Deciphering molecular relapse and intra-tumor heterogeneity in non-metastatic resectable head and neck squamous cell carcinoma using circulating tumor DNA

Grégoire Marret  1 Constance Lamy  1 Sophie Vacher  2 Luc Cabel  3 Mathieu Séné  2 Ladidi Ahmanache  2 Laura Courtois  2 Zakhia El Beaino  4 Jerzy Klijanienko  4 Charlotte Martinat  4 Nicolas Servant  5 Choumouss Kamoun  5 Maral Halladjian  1 Thierry Bronzini  6 Cédric Balsat  7 Jean-François Laes  7 Aubray Prévot  7 Sébastien Sauvage  7 Maxime Lienard  7 Emmanuel Martin  7 Bérengère Genin  7 Nathalie Badois  8 Maria Lesnik  8 Antoine Dubray-Vautrin  8 Olivier Choussy  8 Wahib Ghanem  8 Rabah Taouachi  8 Julien Masliah Planchon  2 Ivan Bièche  2 Christophe Le Tourneau  9 Maud Kamal  1
Affiliations

Deciphering molecular relapse and intra-tumor heterogeneity in non-metastatic resectable head and neck squamous cell carcinoma using circulating tumor DNA

Grégoire Marret et al. Oral Oncol. 2025 Jan.

Abstract

Objectives: Head and neck squamous cell carcinoma (HNSCC) is characterized by significant genetic intra-tumor heterogeneity (ITH), which may hinder precision medicine strategies that depend on results from single tumor-biopsy specimens. Treatment response assessment relies on radiologic imaging, which cannot detect minimal residual disease (MRD). We assessed the relevance of circulating tumor DNA (ctDNA) as a biomarker for ITH and MRD in HNSCC.

Materials and methods: We recruited 41 non-metastatic resectable HNSCC patients treated with upfront curative-intent surgery in the prospective biobanking SCANDARE study (NCT03017573). Thirty-one patients (76 %) showed recurrent disease at a median follow-up of 41 months. Targeted next-generation sequencing was performed on resected tumor tissues, as well as on serial blood samples obtained at surgery, within 14 weeks after surgery, at six months and at recurrence.

Results: ctDNA was detected in 21/41 patients at surgery (sensitivity: 51 %; 95 % CI, 35-67 %) and 15/22 patients at recurrence (sensitivity: 68 %; 95 % confidence interval [CI], 45-86 %).

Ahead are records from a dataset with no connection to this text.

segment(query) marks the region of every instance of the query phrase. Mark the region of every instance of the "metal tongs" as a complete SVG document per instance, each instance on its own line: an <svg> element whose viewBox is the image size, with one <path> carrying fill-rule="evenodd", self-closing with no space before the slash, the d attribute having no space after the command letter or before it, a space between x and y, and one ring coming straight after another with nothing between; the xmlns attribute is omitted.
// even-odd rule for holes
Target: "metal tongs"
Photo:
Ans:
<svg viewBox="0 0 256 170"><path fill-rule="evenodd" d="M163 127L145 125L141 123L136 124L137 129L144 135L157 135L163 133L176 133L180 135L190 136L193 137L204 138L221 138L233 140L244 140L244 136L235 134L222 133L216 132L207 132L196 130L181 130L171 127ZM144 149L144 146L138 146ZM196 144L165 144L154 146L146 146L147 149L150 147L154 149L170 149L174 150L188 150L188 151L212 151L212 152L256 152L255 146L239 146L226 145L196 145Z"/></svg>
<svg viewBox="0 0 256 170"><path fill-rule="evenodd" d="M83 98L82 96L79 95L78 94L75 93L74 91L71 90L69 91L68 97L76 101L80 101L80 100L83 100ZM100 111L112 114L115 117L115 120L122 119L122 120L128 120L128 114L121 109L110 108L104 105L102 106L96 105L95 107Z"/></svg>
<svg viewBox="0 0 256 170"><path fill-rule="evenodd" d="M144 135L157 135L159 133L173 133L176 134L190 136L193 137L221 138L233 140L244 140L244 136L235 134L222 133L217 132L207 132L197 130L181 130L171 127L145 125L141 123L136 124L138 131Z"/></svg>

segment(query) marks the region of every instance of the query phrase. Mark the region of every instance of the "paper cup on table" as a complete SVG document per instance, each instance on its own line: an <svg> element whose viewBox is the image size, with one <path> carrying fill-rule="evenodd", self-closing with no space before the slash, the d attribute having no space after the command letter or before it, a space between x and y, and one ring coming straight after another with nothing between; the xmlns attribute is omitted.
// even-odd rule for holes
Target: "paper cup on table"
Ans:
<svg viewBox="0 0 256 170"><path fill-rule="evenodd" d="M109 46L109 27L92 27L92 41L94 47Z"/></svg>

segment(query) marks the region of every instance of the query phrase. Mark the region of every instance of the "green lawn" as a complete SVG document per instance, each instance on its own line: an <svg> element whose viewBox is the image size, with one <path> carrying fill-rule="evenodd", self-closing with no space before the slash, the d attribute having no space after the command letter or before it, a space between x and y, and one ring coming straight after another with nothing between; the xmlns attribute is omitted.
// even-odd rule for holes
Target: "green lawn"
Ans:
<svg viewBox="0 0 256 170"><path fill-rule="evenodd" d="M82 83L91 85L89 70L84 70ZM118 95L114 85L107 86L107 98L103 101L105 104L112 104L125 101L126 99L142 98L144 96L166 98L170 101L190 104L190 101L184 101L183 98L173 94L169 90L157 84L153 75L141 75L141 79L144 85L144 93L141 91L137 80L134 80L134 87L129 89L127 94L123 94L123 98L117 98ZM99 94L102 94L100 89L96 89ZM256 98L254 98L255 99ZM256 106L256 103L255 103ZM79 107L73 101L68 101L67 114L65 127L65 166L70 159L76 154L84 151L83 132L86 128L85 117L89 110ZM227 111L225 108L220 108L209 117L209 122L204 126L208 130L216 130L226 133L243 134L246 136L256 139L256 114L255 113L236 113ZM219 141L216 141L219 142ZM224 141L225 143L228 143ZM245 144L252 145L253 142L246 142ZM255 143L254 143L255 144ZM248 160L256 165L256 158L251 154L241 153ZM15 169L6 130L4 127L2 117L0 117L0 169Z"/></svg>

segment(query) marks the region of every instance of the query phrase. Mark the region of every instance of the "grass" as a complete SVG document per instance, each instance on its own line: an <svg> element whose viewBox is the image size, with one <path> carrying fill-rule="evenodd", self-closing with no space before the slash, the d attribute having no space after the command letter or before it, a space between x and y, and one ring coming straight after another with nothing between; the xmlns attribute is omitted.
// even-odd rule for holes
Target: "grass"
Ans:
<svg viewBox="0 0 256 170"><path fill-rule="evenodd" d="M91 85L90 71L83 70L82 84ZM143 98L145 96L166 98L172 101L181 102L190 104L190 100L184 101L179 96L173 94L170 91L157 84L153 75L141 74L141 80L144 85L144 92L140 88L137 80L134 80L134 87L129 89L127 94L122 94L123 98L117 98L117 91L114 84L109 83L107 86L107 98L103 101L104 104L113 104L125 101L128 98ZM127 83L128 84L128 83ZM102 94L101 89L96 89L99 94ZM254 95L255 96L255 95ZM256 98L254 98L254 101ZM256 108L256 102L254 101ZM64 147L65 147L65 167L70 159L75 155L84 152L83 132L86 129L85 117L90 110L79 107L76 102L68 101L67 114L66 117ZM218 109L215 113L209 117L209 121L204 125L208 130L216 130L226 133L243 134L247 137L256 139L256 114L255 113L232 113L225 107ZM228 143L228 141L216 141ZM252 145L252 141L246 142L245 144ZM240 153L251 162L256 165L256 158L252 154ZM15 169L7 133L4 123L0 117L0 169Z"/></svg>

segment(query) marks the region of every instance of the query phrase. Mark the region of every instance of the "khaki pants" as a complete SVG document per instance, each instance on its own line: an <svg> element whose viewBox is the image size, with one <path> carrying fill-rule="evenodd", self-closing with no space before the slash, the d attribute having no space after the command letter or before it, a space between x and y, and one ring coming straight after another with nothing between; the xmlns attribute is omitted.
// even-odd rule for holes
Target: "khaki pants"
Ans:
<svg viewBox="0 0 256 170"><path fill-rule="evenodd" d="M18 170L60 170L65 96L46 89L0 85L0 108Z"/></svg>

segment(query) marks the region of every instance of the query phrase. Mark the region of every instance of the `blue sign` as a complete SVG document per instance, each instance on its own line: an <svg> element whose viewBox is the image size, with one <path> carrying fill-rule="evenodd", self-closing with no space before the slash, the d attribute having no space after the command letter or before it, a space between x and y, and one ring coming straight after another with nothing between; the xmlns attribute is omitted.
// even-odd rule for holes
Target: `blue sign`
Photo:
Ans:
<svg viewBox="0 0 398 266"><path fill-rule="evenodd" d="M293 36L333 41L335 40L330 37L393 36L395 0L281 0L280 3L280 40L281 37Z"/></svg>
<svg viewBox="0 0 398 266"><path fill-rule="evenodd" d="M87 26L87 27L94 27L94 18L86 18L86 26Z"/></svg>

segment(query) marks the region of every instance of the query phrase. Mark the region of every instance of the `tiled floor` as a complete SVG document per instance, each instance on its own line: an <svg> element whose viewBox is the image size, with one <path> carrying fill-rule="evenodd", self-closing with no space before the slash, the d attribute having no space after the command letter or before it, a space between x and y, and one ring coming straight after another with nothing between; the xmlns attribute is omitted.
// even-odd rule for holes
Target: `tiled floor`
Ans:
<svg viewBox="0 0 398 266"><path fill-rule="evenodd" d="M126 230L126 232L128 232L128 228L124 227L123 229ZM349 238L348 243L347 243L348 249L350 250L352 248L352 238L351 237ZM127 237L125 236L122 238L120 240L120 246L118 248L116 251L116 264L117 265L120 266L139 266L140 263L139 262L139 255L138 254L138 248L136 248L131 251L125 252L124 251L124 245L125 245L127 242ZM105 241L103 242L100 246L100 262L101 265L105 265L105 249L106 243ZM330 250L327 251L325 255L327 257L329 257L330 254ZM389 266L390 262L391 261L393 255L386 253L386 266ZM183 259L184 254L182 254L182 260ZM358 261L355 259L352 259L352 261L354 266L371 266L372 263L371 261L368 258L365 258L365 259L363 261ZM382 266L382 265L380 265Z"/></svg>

Among patients with mutations identified in longitudinal plasma samples, additional mutations missed in tumor tissues were reported in 3/21 patients (14 %), while emerging mutations were reported in 9/21 patients (43 %). In the postoperative surveillance setting, ctDNA-based MRD detection anticipated clinical recurrence with a median lead-time of 9.9 months (interquartile range, 8.0-14.5 months) in 17/27 patients (63 %). When detected within 14 weeks after surgery, MRD correlated with disease recurrence after adjusting for classical prognostic variables (HR = 3.0; 95 % CI, 1.1-7.9; p = 0.03).

Conclusions: ctDNA detection is a useful biomarker for ITH and MRD in resectable HNSCC patients.

Keywords: Biomarkers; Head and neck squamous cell carcinoma; Liquid biopsy; Next-generation sequencing; Tumor heterogeneity; circulating tumor DNA.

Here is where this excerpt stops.